Question

Find the value of the following expression when x=-1
${{x}^{2}}+2x+1$

Answer 1

Hint: In this case the form of the function and the value at which it is to be evaluated is given. Thus, we have to simply put the given value of x in the expression to find the value of the function at that specific value of x.

Complete step-by-step answer:

In the question the functional form of the expression is given as ${{x}^{2}}+2x+1$. We have to evaluate this expression at the point x=-1. Therefore, we can find the different terms of the expression at the given point and add them according to the expression to find the required answer.

At the point, $x=-1$, the first term in the expression will be given by

${{x}^{2}}={{\left( -1 \right)}^{2}}=-1\times -1=1................(1.1)$

And the second term will be given by

$2x=2\times -1=-2...........(1.2)$

And as the third term does not have any x dependence, it will retain the value of 1.

Therefore, from equations (1.1) and (1.2), we obtain

The value of ${{x}^{2}}+2x+1$ at $x=-1$ is equal to $1+(-2)+1=0$.

Therefore, the answer to the given question should be equal to zero.
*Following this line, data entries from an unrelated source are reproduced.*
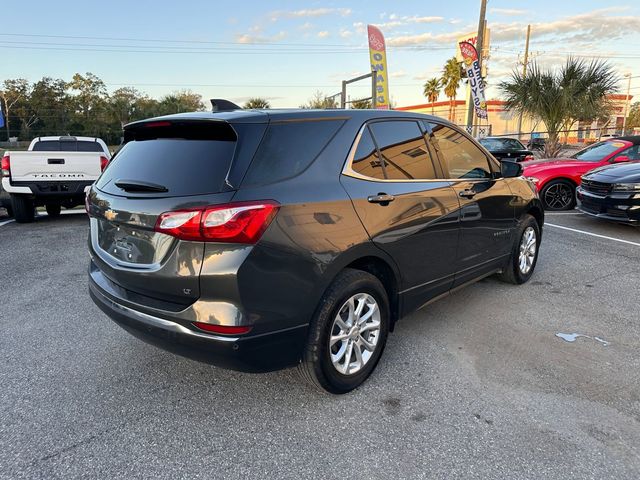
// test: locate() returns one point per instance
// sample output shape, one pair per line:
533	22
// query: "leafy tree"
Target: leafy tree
633	118
15	98
450	80
257	102
320	101
432	91
576	92
361	104
50	103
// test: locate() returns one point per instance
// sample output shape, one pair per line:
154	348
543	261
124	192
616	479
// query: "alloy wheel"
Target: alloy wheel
558	196
354	334
528	246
Note: We could also have used the identity ${{\left( a+b \right)}^{2}}={{a}^{2}}+2ab+{{b}^{2}}$ with a=x and b=1 to find that ${{\left( x+1 \right)}^{2}}={{x}^{2}}+2x+1$ which the expression given in the question. Thus, at x=-1
${{x}^{2}}+2x+1={{\left( x+1 \right)}^{2}}={{\left( -1+1 \right)}^{2}}={{0}^{2}}=0$ which is the same value as obtained by the method given in the solution.